Melissa Edgar shared this post via CopBlock.org’s submit page.
Date of Interaction: June 22, 2014
This weekend I attended Firefly music festival, and for the most part, I had a lovely time. Between waste management, EMS and Dover PD, I made sure to thank about a dozen men and women in uniform for working those days. Festivals are a nightmare for health and safety workers. You must have been exhausted. There must have been thousands of kids pushing the limits, kids who don’t understand that babysitting at Firefly is not what you signed up for. You must have been really pissed off.
That doesn’t make this okay. Nothing really would.
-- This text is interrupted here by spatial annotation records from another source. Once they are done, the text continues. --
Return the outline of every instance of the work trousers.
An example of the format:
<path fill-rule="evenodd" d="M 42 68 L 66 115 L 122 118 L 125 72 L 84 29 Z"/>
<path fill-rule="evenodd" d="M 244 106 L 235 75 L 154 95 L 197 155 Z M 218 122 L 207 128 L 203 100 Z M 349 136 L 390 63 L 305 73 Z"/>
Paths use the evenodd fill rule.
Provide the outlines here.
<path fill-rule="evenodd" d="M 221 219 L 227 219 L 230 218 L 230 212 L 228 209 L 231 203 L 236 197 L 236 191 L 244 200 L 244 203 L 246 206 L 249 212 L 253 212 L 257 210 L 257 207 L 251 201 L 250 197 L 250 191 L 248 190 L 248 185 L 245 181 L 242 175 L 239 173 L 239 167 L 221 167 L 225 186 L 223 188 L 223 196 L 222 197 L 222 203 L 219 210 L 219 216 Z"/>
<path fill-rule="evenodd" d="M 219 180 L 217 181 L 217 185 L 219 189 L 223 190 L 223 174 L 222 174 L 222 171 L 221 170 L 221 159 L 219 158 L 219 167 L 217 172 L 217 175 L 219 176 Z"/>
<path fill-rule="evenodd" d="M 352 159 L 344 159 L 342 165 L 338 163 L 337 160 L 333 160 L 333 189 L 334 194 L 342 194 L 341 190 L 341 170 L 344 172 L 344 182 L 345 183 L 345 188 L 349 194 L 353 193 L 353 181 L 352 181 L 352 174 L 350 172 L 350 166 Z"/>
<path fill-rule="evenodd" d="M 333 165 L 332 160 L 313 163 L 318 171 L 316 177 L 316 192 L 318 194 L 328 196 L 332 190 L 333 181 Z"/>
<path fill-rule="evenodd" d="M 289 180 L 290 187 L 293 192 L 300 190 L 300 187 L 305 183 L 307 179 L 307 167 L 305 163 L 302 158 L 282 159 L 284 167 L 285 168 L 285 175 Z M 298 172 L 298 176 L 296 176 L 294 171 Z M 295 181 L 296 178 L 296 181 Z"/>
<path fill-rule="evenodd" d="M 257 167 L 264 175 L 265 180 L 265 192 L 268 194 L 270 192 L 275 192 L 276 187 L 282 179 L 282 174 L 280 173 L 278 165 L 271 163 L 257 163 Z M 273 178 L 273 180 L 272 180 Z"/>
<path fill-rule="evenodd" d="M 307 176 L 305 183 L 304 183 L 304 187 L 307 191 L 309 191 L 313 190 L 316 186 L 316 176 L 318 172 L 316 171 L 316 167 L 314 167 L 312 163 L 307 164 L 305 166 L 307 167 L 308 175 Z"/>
Around 1:30 AM on Sunday, you and a few other officers were breaking up an altercation between two young black females outside of “The Hub.” The women had been separated and cuffed, and yes, they were saying nasty things to each other.
I don’t know if you remember what you said. Maybe you’re thinking, “That sounds like something I would say.” Maybe more than one Dover officer is thinking that.
In a uniform that is supposed to distinguish you with excellence as a protector, you said, “You’re the most ghetto piece of shit I’ve ever seen.” Those are the only words I heard you say. Perhaps you were in “rare form,” but I really doubt it.
Ghetto: a section of a city, especially a thickly populated slum area, inhabited predominantly by members of an ethnic or other minority group, often as a result of social or economic restrictions, pressures, or hardships.
Read it again. Consider for ten full Mississippi-seconds if that should come out of an educated adult’s mouth with your chosen connotation. Now, accept my biased certainty that you are not better than the woman you spat that phrase at.
Accept that you embarrassed your badge. Accept that those words did nothing to help, and if your boys in blue weren’t holding them, you may as well have been pulling hair with the ladies. Most of all, accept that you are not tough. Authority is not built on raised voices and name calling.
To anyone reading this: You are not a public nuisance for expecting justice and accountability from your government. You have the right to record police officers on duty, as they are public servants with no reasonable expectation of privacy. You have a civic duty to speak up about abuses of power, as well as cooperate with officers who are enforcing just laws. Some things are unacceptable, and doing something about it is better than doing nothing.
So Officer, I just thought I’d let you know: We’re paying attention.
And pardon me sir, but you looked like an asshole.